The collective bargaining agreement dictates that the Sharks can't offer Karlsson an eight-year contract extension until after this season's trade deadline. Meanwhile, both the player and the team will see if there's a fit, both from a hockey perspective and geographically.
Douglas Murray was a Sharks defenseman before joining the organization on the business side. A fellow Swede, he's one of the few people Karlsson knew in San Jose when the trade went down.
"I reached out right away," Murray said. "I was excited as a fan, as someone that's been a part of the Sharks family. I love the guy as a person and as a hockey player."
Murray settled in San Jose after his playing days and began extolling the virtues of the area to Karlsson when the trade was announced. They've spent a good amount of time together since Karlsson arrived in town.

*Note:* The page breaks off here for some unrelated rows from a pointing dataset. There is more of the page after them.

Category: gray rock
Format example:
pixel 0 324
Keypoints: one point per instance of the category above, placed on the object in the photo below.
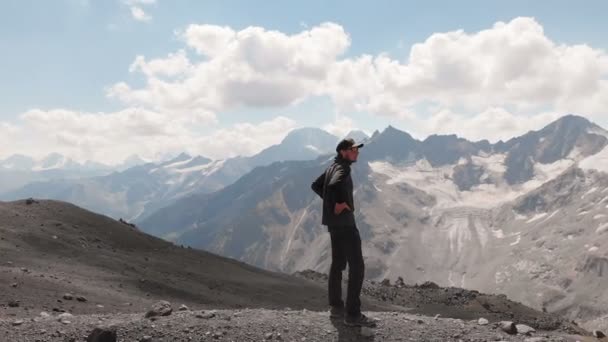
pixel 102 335
pixel 535 339
pixel 161 308
pixel 483 321
pixel 367 332
pixel 508 327
pixel 205 315
pixel 524 329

"I shared a lot of things about the area, and I have more to share. I love this place. It's kind of a place that's tough to look at and say, 'Oh, wow.' It's not New York City. It's not L.A. You're looking at San Jose as a downtown, you might not see much. But the area is fantastic for so many reasons," Murray said.
Wilson wouldn't comment on any potential negotiations with Karlsson, but feels the Sharks' record on retaining talent they've acquired isn't coincidental. San Jose is a selling point. So is the team that plays there.
"My job as a general manager is to make this a place that players want to play. The history speaks for itself. The rest of it takes care of itself. Every player makes his decisions for a myriad of reasons," he said.
Karlsson feels the decision was made for him, rather than by him, when Ottawa shipped him to San Jose. Now he gets to make the call, for his family and for his career. Maybe it's San Jose. Maybe it's elsewhere. Wherever the Karlssons end up, Erik has made it clear in the aftermath of this dramatic trade: There is the place where they'll live, and then there's home.
"To all the fans, to all the people that live [there] ... Ottawa is a city that I will set my roots in and forever stay in," he said. "Even though I'm not going to represent [the Senators] anymore, it's always going to be my home."